Consistently getting it right means you keep allocating resources to the most promising projects. Get it wrong and your lost profits will haunt you.

3. There is no concept of prioritisation

Its rare that media find one source of revenue that allows them to survive. As a result, most media have at least 3 or 4 revenues streams, including ads, events, membership, donations.

Many new media feel like they need to quickly build revenues, don’t know which ones are most likely to succeed, and so end up throwing everything against the wall to see what sticks.

In general experimentation is welcome in the entrepreneurial world. But efforts need to be prioritised to give them a fighting chance to succeed.

This doesn’t necessarily mean taking the easiest first. On the contrary, it’s probably better to focus on the high value opportunities. If something can deliver 70% of the revenues you need, getting to 20% of that amount is better than getting halfway to something that can cover 15%.

This also goes for day to day operations. Media managers often get bogged down in trivial tasks, rather than constantly prioritising the biggest opportunities, losing a sense of direction like a headless rider.

More from The Fix: Building a modern and sustainable news outlet is easier than ever

4. Under-pricing our services.

New media are always nervous about prices. The logic is that if you don’t get big numbers immediately, your product was a failure.

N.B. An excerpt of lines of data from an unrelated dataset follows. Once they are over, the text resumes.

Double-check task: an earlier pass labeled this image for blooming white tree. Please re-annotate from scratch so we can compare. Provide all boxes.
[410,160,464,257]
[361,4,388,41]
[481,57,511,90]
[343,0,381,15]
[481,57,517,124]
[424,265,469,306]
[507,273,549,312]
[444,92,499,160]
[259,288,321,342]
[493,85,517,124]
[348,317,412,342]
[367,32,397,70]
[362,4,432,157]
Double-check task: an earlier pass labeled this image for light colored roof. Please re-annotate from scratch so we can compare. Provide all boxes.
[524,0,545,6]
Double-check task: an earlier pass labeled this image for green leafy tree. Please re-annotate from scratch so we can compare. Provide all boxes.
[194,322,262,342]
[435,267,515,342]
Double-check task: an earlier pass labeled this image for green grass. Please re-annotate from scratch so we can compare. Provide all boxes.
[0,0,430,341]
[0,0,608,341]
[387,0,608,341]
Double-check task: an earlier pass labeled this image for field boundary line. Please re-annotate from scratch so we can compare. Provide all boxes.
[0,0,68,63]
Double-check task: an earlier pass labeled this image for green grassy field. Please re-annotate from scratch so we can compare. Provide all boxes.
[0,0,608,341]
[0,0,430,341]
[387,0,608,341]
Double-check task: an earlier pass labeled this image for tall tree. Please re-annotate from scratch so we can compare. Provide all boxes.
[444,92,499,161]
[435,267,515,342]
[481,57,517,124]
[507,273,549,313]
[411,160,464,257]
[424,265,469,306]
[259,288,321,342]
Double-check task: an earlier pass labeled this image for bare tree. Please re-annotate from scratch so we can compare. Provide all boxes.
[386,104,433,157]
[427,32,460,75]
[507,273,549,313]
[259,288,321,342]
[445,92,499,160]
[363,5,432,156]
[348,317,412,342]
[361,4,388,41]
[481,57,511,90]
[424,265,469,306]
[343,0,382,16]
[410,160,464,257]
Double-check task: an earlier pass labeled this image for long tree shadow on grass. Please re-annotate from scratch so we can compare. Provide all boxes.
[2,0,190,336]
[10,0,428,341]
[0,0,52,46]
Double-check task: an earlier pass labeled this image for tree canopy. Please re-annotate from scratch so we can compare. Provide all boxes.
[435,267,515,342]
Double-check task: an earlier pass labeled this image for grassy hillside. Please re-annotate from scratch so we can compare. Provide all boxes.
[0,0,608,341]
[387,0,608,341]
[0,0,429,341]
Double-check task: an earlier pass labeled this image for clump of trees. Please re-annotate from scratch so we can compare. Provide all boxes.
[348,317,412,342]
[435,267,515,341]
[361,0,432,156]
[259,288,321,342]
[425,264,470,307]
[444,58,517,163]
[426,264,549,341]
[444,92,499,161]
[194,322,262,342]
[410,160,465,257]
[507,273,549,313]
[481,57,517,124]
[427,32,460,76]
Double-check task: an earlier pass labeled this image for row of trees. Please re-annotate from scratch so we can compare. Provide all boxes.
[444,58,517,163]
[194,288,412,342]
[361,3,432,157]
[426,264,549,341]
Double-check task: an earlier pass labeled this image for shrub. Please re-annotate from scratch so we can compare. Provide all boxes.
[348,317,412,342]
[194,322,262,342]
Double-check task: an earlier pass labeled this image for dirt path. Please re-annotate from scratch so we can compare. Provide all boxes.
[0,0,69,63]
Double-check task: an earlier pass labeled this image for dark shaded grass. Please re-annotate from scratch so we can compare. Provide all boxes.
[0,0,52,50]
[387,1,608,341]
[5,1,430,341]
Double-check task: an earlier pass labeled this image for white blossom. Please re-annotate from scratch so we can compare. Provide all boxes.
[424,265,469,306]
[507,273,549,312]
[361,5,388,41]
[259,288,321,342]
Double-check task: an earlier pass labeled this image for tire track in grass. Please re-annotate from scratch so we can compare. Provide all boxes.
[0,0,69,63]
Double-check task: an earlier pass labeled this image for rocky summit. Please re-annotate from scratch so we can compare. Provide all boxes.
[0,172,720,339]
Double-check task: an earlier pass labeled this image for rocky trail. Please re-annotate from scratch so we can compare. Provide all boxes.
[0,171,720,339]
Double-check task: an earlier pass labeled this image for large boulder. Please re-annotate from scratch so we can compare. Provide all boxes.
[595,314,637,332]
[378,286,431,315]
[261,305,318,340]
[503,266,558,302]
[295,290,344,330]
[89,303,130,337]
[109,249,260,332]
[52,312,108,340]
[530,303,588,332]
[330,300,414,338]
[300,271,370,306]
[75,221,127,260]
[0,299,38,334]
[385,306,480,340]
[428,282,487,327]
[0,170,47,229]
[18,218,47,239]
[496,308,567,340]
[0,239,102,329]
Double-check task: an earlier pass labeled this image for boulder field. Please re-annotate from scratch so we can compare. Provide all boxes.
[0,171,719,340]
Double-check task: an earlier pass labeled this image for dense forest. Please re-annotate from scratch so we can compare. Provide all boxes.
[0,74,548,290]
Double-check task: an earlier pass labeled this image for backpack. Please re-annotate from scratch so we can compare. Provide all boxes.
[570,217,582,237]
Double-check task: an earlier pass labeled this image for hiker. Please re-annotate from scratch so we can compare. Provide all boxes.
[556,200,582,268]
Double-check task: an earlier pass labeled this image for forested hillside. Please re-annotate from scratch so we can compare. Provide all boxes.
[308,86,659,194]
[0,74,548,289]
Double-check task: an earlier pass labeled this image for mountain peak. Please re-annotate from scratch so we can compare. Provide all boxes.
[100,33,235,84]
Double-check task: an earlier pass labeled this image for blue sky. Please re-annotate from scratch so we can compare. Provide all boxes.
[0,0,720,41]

The problem is that low prices are sticky – once you show a low price raising it becomes more difficult. Targeted discounts and coupons are rarely considered.

Segmentation is also an unexplored tool. Most other industries survive on price discrimination – charging different groups of customers different prices based on willingness to pay. Airlines are one of the best examples.

Because media transparently advertise their prices, they often feel they cannot discriminate (or simply think that’s unfair). But that isn’t the case.

Media can offer different bundles of products to help identify those customers willing to pay more, or find ways to identify those who are price sensitive (e.g., take a survey before receiving the discount code).

Setting higher prices need not be so frightening.

5. Too much focus on silver bullets, not enough on continuous improvement

This wasn’t something that came up in the accelerator’s P&L statements, as a general observation about the broader pursuit of new revenue models.

So often we hear about some new innovation, try it, and then complain that it only delivers 20% of the solution. 

But silver bullets – 100% solutions to a problem – are the exception, not the rule.

A look at other industries that have had to survive the digital transformation is that focused testing and refinement are the only ways to make new models work. Facebook took years to become profitable, Uber and many other firms are still not there. The important thing is to keep improving.

Rather than getting down from a disappointing result, we should be spending more time on getting 10% better, and then 10% better again.

Silver bullets might work for werewolves, not for media companies.